We waited until we heard her slam her bedroom door, then we collapsed on the ground laughing helplessly.

"No you DIDN'T get on your knees and beg her to stop!" I was having trouble breathing because I was laughing so hard.

Mom banged on her bedroom wall furiously. "You kids make my behind hurt; I ain't no damn joke!"

We were crying and choking from laughing. Mom never did understand that her editorial comments from her bedroom just made us crack up even more.

"Man," Ricky said as we picked up pieces of the album, still chuckling over the incident. "You think we can glue it back together?"

I slapped him upside the back of his head. "It's your fault we don't have the album anymore!" He responded with a leg sweep, and I went down, hard, which made him crack up all over again. He started another round of comedy by dodging my attempts to hit him back.

"Oh, no, too slow!" Ricky loved to taunt someone he was bothering, especially when that someone was his oldest sister.

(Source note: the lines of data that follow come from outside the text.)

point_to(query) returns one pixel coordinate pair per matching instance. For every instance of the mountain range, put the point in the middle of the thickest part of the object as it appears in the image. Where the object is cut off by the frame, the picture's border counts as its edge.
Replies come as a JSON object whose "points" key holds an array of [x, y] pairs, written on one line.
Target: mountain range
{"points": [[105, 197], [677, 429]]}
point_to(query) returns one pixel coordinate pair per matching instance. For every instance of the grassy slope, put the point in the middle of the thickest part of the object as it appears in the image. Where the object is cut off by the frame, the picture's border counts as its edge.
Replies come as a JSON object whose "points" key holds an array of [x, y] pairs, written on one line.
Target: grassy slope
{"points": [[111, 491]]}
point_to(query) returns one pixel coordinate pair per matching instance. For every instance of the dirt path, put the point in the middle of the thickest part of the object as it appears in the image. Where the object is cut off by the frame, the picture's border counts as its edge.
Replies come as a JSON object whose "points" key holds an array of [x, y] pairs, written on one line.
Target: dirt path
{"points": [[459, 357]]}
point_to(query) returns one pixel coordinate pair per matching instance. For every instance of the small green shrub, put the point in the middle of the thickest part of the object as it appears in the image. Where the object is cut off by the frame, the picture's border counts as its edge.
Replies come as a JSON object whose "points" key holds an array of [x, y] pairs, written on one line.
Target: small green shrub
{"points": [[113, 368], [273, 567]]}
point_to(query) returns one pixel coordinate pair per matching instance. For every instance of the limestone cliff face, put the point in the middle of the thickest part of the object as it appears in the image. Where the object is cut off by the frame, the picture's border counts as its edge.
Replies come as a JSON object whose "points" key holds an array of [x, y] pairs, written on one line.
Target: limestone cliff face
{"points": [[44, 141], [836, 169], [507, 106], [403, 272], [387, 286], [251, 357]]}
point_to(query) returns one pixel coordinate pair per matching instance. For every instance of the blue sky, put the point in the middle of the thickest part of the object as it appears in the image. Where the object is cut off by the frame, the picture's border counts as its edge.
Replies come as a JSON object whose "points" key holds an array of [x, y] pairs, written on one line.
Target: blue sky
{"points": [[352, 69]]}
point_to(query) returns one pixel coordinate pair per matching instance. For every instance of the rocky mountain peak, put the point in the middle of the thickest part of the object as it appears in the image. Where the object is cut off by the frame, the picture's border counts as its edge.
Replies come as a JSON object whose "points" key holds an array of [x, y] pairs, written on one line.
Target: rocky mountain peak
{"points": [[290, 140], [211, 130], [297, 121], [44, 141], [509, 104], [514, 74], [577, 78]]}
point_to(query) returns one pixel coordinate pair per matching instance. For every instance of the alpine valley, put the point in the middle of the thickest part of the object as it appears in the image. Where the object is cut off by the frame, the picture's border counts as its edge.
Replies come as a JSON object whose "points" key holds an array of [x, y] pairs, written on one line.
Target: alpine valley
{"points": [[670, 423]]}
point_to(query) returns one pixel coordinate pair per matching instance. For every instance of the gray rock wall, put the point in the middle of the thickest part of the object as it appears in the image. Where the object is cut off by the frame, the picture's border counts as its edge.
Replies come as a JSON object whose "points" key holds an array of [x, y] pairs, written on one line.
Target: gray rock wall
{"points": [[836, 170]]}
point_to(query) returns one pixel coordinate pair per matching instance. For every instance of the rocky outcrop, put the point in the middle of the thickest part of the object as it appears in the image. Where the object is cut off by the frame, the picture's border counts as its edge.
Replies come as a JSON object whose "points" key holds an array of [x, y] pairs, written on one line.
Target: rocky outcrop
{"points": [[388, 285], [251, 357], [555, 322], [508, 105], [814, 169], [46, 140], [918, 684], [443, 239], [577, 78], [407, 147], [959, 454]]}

"Y'all better stop," Tam said between giggles. "I hear Mom..."

Too late. She had already run down the hall, through the kitchen and picked up the broom as she entered the den. All three of us ran past her as she whacked us on our butts. It was the usual--she hit us with the straw end of the broom; we ran outside, screaming with laughter, to safety. The neighbors, long accustomed to the Shortt family antics, merely smiled and shook their heads as they looked out their windows.


This, and many other events, is what I want to remember about my life with my baby brother. He would have been 44 years old last Sunday, if he hadn't been drinking enough alcohol to make the fog-blanketed, winding Highway 160 a place where he would drive off a steep bank and land his car approximately 20 feet away from the road. The farmer who owned the land found his comatose and broken body 60 feet away from his car, where he had been ejected through the windshield. Even though it happened 19 years ago, I still feel that sharp, jagged ache in my chest whenever I think about seeing his mangled and bloody body hooked up to a respirator in the emergency room, barely clinging to this realm of life.

Today, however, I would rather remember the jokes, the pranks and the laughter. I miss you, Ricky. I really, really miss you.